For the clock face I used a spool of white PLA filament. For the “text” I used black. Not very creative but that’s what I wanted. Time to start printing!
Whomever made this design was smart. Rather than embedding the clock numerals, which would require swapping filament with the AMS Lite, the designer split the numbers and the background into two parts. One is a backing of black (or any color you want) with the numbers embossed (sticking out). The other is a front of white (or any color you want) with voids perfectly aligned so the embossed “text” pushes through. Brilliant! The whole thing is held together with a third part that screws everything together with huge coarse threads. Also brilliant.
Part 1: The face: This went easy peasy. Very satisfying!

Part 2 the backing. This has huge bridges with no support. Not ideal but it worked.


I planned to make the outer ring in black.

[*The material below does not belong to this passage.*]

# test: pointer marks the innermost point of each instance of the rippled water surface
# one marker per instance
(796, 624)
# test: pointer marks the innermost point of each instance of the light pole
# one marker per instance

But then I decided on red to match the Milwaukee Packouts scattered about the shop. I didn’t have any red PLA so I used red PETG. Would the threads from two different materials work together? I’d find out.
The horizontal unsupported PETG made stringy crappy threads.

But it didn’t matter. It wasn’t a tight tolerance part.

There are a few parts where the white face couldn’t fill embossed voids; like the zero in “10”. The model printed little white things to fill them in. I installed them with superglue.
I could have printed clock hands but I liked the ones that came with the movement. The “seconds” hand was red. It matched my red housing quite nicely.
It cost $15.37 total; $7 for the movement and $8.37 in filament. I didn’t go overbudget, in fact it was at the low end of Walmart clock costs. Whew! But I didn’t save a lot either.
That’s OK. I think it looks cool and I made it myself.